First, My Development Languages
I primarily work with Python and R, with a side of light HTML, JS and other web-based tinkering. I’m a fan of open source software and I’m appreciative of the work that goes into establishing a robust development community that supports the packages I use daily. I believe software development tools should made freely and easily available to as many people as possible.
The Operating System
While have used every common OS from Linux to ChromeOS to Mac OS, my current preference is Windows 10 on my laptop. When it comes to the breadth features required in the UI all business and tasks, it suits my needs best at the moment. While I have tried various Linux distros and Chromebooks, none of them quite stack up against the full suite of offering provided by Windows or Mac.
Having committed to Windows as my primary OS after having used Mac for several years, the one thing I missed was the built-in Unix-like terminal. This is extremely useful for basic needs like using ssh, git, and pip/npm package management. Yes, I know the Windows terminal can do all of the same basic tasks but I was more familiar with the Linux commands. So I would sometimes resort to running a full virtual machine or docker image inside of windows for development-related tasks. This however can be cumbersome to use seamlessly. Enter “bash on Windows”! This beta feature was later more formally renamed the Windows Subsystem for Linux (WSL).
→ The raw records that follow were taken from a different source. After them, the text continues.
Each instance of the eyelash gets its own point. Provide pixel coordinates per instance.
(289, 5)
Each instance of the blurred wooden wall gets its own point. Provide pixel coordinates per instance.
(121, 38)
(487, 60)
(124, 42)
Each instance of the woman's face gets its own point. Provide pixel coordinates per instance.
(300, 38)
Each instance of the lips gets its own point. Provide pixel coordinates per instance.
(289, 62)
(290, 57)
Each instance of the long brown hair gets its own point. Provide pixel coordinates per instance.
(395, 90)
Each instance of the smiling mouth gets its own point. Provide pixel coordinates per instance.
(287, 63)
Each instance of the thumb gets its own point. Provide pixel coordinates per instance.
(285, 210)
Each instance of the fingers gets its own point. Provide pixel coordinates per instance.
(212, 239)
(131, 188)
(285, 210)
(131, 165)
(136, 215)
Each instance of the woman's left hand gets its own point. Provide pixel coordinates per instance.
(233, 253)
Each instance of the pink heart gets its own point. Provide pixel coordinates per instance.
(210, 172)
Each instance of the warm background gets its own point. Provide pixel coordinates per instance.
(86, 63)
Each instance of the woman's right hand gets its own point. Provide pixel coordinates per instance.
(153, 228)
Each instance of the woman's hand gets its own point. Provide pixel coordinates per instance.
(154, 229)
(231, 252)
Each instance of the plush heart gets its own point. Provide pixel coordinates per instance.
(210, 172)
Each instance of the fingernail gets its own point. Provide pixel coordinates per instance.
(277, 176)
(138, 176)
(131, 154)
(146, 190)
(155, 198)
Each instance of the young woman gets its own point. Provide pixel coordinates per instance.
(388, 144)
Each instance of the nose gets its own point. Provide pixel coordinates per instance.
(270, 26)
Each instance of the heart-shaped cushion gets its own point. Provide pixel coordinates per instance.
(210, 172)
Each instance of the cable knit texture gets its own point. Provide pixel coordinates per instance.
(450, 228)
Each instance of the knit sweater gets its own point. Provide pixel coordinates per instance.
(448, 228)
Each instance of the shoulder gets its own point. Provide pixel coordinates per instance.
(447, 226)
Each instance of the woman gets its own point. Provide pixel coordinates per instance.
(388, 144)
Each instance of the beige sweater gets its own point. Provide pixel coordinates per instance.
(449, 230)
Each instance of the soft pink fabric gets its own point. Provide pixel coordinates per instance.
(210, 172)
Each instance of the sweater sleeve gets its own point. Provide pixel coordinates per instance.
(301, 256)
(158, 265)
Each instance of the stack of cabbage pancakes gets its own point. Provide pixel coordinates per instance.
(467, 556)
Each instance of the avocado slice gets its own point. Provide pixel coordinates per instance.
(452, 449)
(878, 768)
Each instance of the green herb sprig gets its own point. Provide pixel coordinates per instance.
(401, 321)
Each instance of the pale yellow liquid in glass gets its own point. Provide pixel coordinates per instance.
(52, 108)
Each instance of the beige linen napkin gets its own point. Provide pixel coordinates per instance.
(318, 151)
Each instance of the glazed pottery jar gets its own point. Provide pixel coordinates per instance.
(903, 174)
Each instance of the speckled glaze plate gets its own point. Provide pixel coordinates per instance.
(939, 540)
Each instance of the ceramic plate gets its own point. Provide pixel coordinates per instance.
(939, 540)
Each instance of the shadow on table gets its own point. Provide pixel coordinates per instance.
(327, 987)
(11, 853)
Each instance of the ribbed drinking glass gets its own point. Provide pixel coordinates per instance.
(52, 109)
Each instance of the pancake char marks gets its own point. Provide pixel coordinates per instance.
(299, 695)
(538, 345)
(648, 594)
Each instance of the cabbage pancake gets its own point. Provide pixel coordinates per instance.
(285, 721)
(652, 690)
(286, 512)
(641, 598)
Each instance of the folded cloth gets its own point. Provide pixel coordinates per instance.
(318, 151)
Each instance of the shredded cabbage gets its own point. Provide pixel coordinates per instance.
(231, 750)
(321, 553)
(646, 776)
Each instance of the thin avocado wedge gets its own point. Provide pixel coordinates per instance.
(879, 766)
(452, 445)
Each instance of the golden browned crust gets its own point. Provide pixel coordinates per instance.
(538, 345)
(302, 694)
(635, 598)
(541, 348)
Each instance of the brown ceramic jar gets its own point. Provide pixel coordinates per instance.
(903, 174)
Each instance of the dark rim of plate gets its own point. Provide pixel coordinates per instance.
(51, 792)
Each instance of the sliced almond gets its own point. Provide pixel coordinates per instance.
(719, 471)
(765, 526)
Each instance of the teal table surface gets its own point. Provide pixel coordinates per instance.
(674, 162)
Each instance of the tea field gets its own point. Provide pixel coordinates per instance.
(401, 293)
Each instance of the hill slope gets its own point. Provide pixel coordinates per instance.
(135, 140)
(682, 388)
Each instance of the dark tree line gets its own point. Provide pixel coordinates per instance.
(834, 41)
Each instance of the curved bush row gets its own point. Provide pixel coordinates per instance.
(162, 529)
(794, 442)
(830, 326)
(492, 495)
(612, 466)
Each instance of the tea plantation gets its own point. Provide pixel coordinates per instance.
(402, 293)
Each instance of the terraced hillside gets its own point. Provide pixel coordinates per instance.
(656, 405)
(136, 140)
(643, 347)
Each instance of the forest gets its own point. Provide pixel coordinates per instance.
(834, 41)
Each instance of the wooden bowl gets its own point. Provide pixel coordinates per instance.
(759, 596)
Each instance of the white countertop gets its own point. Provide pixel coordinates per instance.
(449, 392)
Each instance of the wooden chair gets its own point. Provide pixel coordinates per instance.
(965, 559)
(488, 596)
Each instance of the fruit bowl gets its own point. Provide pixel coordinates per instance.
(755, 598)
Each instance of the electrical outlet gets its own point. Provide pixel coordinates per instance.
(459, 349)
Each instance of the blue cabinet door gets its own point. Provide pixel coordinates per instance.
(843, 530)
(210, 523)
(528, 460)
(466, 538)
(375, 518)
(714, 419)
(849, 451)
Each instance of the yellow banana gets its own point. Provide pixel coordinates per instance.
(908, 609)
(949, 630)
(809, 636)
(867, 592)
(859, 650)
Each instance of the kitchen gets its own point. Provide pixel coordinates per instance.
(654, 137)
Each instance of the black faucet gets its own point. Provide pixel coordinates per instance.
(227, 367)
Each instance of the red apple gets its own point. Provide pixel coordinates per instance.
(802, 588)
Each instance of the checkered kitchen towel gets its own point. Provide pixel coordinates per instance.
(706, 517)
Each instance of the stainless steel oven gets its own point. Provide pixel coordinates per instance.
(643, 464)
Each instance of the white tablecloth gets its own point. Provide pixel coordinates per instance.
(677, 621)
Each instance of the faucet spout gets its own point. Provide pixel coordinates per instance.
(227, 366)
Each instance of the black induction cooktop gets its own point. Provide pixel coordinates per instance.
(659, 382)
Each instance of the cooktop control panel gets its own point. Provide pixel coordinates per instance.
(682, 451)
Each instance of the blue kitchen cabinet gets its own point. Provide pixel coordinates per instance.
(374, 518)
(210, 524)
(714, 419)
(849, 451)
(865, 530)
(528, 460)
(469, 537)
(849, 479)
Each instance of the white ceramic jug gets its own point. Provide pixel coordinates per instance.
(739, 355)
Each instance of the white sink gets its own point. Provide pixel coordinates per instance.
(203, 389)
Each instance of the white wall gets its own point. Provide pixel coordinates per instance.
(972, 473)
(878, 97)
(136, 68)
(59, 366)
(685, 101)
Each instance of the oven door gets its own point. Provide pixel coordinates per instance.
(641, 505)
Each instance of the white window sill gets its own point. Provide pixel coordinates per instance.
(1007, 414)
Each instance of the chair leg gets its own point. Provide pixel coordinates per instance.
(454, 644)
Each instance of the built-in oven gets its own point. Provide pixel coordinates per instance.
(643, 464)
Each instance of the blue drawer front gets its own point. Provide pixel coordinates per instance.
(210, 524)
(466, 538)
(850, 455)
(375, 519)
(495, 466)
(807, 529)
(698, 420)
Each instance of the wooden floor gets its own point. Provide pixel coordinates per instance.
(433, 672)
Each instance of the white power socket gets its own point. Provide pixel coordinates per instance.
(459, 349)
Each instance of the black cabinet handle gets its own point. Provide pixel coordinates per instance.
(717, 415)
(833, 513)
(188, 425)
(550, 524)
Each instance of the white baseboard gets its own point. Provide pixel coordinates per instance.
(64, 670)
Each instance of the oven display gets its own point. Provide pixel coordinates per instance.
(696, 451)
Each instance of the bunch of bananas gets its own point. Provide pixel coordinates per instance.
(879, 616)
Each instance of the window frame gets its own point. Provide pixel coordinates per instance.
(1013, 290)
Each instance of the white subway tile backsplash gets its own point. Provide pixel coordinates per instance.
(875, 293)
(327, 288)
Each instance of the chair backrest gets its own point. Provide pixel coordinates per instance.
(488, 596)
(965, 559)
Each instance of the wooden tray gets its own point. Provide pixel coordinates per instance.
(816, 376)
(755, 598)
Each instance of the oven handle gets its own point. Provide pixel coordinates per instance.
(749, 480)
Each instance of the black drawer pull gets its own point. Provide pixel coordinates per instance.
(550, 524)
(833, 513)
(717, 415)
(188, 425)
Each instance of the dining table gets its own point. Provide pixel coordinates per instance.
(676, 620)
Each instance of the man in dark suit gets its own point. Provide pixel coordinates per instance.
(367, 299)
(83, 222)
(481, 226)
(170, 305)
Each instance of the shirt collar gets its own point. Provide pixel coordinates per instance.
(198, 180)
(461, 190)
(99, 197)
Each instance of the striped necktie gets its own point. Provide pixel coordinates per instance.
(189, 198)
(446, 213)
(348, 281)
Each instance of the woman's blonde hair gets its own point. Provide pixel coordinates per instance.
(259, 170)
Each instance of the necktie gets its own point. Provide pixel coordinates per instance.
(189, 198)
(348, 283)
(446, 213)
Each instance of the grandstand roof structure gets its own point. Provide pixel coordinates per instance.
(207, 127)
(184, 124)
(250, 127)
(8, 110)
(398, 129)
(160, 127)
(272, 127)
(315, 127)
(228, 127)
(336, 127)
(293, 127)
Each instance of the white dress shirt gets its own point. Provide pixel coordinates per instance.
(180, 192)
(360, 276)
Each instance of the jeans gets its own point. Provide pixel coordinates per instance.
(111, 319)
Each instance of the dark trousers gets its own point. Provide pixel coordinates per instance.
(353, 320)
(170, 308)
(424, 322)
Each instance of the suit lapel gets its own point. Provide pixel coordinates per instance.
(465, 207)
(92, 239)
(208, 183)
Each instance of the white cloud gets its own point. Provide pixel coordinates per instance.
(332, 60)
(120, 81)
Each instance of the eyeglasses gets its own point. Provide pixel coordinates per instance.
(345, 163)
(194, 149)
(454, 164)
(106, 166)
Windows Subsystem for Linux
This wonderful little addition by Microsoft is one of the most underrated features to be developed by the Windows team in recent years. As of Windows 10 Fall Creators Update the WSL moved from beta to be a fully supported feature. They’ve also made it easier to install directly from the Microsoft store. Unlike the beta versions, this makes it easy to get started easily.
So, why do this? One major benefit is that the WSL runs a lightweight version of the standard linux distro without requiring a full virtualization environment like HyperV, VMware, or VirtualBox. This greatly simplifies setup and minimized resources required from the host computer. There is no GUI and that’s by design. For users like me who simply want a Linux command shell within Windows, it works very well.
Visual Studio Code might be the best all-around modern IDE. It is based on the GitHub Atom editor and the Electron framework. It is currently by far my favorite editor. There is a rich community-supported extension offering, integrated git and debugging support and it’s a multi-platform open source project.
Cool, so what about R development? Well, I have done some light work on .R and .Rmd within VS Code. However, I find that I still revert back to RStudio some of the time. This may change over time as I continue to learn R but for now RStudio is still seems easiest to work with.
Notebook Editors for Data Science
Tools like Jupyter Notebook or R Markdown are increasingly important for Data Science work. They make it easy to control and document the execution of code for clear, reproducible work. They also provide a simple way to visualize results and present analysis in shareable format.
Workflow Best Practices
It is important to produce well-documented and reproducible work as a data scientist. Spending time on your project objectives and documentation will always pay future dividends regardless of your level of expertise. Also, make README files, web reference links and screenshots a priority. Try different projects and get tips from code posted by others. Share your code publicly on Github, write blog articles or Gist pages, and contribute to forum posts. While it may not seem significant in the sea of available resources out there, it might be the thing somebody needs to fix an issue they encounter or learn something new when just starting out.
Whether you are a student just getting started in simple statistical analytics or a post doc working on a large-scale machine learning project, your development workflow might be the key to maintaining your sanity as you go along.